Sesat > Docs + Support > Moving from FAST to Solr review

Abstract

This is an article about moving two big complex collections of search documents from FAST to Solr, the problems encountered during the move, and how they were tackled.
These FAST FDS 4.1 collections where the company (yellow) and person (white) catalogues for Sesam.no from Norway.

Reasons for moving to Solr

We where going to move from one hosting provider to another. Moving the old FAST 4 installation over was not an option. Upgrading to FAST ESP5 was an option, but it was also a good time to experiment with Solr. While FAST was really good for real-time search (eg news search with clustering) for big static collections like our yellow and white indexes Solr looked like an ideal candidate.

Problems resolved

1. Document Processing

The new Sesat document processing framework written, now released under the LGPLv3 license, is compatible with the FAST document processing framework. Porting FAST's document processor is easily done by, copying each file, and runing a script to fix minor things like imports and some special fetching of config files. The pipeline configuration file (pipeline-config.xml) from the FAST installation can also be largely reused. It is not wholly supported in the new document processing framework where functionality can be taken out of the pipeline process and provided by Solr itself.
The most prominent examples to this being:

  • removing all references to proprietary FAST pipeline steps,
  • removing all tokenization, lemmatization and stemming as these are handled with the field types in Solr (given you're planning to use the default Solr tokenizers, and snowball for lemmatization and stemming),
  • the default FAST specific pipeline steps needs to be removed as they are not needed (RowsetXML, FASTXML, DocInit, FIXML).

2. Data-import disadvantages

Solved with the Sesat document processing framework.

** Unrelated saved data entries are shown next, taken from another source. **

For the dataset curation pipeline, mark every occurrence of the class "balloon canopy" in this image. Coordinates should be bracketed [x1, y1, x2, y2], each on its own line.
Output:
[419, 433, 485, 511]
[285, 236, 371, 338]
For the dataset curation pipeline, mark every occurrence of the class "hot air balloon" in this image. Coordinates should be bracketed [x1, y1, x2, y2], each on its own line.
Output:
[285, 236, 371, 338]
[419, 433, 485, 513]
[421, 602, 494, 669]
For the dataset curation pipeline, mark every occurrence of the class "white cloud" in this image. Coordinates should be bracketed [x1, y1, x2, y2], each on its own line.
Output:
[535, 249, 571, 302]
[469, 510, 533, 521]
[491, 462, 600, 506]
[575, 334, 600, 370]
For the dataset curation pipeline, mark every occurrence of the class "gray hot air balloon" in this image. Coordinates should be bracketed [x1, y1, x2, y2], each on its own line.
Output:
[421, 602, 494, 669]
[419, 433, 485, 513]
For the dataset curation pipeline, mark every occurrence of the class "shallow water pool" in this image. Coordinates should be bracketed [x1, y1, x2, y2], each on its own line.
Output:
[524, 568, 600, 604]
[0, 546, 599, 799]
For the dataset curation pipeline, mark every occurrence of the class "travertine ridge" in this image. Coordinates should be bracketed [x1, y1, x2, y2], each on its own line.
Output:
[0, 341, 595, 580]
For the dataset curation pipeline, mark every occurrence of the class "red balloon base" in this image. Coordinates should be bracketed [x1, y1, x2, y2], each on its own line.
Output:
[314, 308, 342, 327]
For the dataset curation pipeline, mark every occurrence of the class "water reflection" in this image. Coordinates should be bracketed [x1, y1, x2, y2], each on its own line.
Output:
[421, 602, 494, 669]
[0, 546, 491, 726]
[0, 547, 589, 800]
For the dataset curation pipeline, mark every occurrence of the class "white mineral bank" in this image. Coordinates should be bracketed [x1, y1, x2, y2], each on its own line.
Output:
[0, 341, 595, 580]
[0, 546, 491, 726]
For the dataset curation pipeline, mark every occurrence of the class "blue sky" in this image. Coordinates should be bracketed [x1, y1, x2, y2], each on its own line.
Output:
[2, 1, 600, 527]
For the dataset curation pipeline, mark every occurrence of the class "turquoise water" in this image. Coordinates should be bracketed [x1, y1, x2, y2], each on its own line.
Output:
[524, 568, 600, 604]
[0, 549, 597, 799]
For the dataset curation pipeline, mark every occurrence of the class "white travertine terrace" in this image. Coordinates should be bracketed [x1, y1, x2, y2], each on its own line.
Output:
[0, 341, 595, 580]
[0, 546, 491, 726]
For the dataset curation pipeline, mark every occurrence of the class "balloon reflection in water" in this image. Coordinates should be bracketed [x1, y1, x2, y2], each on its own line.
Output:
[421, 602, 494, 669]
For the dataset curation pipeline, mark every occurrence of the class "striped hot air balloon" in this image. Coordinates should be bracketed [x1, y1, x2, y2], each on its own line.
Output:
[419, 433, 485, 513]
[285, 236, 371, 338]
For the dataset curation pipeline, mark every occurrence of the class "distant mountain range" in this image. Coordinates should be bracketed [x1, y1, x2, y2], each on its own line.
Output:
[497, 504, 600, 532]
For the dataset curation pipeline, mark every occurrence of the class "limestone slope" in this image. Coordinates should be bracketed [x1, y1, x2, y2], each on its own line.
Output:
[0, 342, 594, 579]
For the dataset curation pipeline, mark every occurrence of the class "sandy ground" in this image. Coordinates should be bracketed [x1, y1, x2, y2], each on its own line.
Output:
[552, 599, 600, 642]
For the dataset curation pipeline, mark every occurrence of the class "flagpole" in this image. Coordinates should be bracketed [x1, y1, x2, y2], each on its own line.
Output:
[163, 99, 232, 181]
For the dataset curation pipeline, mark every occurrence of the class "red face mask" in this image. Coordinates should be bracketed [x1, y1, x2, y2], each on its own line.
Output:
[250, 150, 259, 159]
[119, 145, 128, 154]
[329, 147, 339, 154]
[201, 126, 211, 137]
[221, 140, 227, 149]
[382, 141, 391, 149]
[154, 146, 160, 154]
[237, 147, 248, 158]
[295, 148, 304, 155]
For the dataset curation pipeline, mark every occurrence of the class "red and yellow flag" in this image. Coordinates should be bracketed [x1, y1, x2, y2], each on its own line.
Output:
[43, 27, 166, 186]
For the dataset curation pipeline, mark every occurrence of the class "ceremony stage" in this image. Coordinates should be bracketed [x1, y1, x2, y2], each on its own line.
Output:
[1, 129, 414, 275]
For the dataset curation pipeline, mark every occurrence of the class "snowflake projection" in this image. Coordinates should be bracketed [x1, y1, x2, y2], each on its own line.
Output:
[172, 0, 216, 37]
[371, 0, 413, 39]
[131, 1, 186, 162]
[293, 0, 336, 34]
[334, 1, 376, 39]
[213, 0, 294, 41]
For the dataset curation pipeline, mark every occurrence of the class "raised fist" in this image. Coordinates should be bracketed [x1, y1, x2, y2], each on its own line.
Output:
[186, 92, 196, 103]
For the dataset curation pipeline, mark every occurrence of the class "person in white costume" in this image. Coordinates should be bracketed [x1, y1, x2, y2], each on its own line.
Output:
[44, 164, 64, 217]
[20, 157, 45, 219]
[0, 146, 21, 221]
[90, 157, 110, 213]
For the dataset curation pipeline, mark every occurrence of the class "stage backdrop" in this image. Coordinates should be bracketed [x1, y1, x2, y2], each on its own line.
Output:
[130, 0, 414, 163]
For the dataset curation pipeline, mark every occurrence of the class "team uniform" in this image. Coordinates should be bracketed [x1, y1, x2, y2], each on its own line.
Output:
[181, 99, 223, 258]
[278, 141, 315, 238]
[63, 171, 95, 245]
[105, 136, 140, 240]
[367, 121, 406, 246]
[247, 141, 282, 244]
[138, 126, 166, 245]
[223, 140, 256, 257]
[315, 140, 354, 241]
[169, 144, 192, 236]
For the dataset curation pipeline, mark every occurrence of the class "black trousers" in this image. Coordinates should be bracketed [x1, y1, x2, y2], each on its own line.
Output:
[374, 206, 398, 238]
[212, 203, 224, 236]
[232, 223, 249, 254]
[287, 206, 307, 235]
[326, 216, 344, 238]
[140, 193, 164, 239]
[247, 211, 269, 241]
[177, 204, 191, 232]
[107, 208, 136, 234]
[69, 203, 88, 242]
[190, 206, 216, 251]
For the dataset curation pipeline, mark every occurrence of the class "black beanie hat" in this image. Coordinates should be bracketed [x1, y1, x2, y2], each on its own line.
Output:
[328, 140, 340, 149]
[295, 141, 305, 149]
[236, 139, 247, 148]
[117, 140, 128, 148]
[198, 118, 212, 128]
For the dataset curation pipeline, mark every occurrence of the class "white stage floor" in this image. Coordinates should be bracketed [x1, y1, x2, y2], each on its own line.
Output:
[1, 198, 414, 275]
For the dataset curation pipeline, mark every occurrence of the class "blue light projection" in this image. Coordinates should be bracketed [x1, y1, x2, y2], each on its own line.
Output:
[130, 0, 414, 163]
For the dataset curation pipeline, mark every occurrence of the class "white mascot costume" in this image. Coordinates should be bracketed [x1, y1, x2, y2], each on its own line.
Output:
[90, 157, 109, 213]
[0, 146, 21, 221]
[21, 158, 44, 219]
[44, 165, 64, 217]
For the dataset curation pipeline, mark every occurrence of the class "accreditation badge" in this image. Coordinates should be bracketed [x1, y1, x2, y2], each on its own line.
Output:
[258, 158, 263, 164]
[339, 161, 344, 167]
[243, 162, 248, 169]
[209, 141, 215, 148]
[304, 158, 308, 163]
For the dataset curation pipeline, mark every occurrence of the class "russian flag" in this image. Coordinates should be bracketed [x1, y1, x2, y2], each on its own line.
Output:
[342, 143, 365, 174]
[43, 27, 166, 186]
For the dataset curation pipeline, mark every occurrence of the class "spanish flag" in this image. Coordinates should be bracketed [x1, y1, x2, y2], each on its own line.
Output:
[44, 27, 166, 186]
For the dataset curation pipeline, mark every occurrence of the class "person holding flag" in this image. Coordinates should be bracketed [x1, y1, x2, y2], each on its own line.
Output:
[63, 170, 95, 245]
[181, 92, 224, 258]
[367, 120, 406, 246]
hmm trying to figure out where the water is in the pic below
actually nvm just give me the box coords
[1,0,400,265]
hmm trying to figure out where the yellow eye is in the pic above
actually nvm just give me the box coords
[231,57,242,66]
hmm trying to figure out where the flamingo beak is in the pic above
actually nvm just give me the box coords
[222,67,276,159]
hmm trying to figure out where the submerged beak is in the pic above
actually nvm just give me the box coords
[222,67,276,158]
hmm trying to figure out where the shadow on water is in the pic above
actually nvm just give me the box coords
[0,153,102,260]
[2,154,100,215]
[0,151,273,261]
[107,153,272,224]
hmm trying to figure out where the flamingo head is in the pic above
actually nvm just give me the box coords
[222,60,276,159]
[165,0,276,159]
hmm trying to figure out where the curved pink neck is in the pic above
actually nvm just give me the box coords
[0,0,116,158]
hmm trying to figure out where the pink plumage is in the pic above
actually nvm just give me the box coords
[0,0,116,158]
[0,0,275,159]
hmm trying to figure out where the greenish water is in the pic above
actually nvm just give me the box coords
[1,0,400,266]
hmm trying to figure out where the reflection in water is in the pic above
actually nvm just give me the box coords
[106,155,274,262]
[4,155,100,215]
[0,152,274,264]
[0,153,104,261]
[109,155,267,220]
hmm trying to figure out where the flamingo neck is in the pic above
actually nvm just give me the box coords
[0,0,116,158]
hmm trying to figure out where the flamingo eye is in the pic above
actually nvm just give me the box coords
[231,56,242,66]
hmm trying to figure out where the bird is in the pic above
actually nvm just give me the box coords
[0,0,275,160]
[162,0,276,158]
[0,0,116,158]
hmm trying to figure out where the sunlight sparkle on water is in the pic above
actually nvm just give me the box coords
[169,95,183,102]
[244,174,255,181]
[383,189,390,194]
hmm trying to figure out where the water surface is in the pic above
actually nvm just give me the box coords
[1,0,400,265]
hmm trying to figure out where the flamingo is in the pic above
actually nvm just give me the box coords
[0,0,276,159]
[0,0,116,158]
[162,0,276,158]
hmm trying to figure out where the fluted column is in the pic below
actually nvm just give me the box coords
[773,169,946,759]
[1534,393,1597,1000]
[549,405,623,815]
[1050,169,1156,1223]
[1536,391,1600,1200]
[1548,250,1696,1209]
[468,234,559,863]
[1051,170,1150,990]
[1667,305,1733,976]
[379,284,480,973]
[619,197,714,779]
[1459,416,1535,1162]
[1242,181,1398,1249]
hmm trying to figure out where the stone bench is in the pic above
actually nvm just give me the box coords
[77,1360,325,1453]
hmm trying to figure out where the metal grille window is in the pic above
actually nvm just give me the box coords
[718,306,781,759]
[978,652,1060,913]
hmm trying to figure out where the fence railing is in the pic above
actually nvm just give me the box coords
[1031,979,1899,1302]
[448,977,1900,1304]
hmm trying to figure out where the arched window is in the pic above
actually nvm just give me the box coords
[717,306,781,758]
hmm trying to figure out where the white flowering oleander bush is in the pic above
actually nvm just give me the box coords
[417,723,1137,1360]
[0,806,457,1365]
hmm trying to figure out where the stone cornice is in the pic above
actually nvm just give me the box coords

Not being able to use the data-import handler for various reasons, and not wanting to find out how to use it with the homegrown document processing, we made a simple django import handler. That took about 3-4 hours to complete. Copying the data-import handler functionality was relatively easy and cronjobs were used to schedule the imports.

3. Index-profile

Replicating FAST's index profile was largely about rewriting it into Solr's schema.xml and solrconfig.xml
The schema.xml does a large amount of what the index-profile does. Field specification is done there, but also the filter and tokenization parts of the pipeline from FAST.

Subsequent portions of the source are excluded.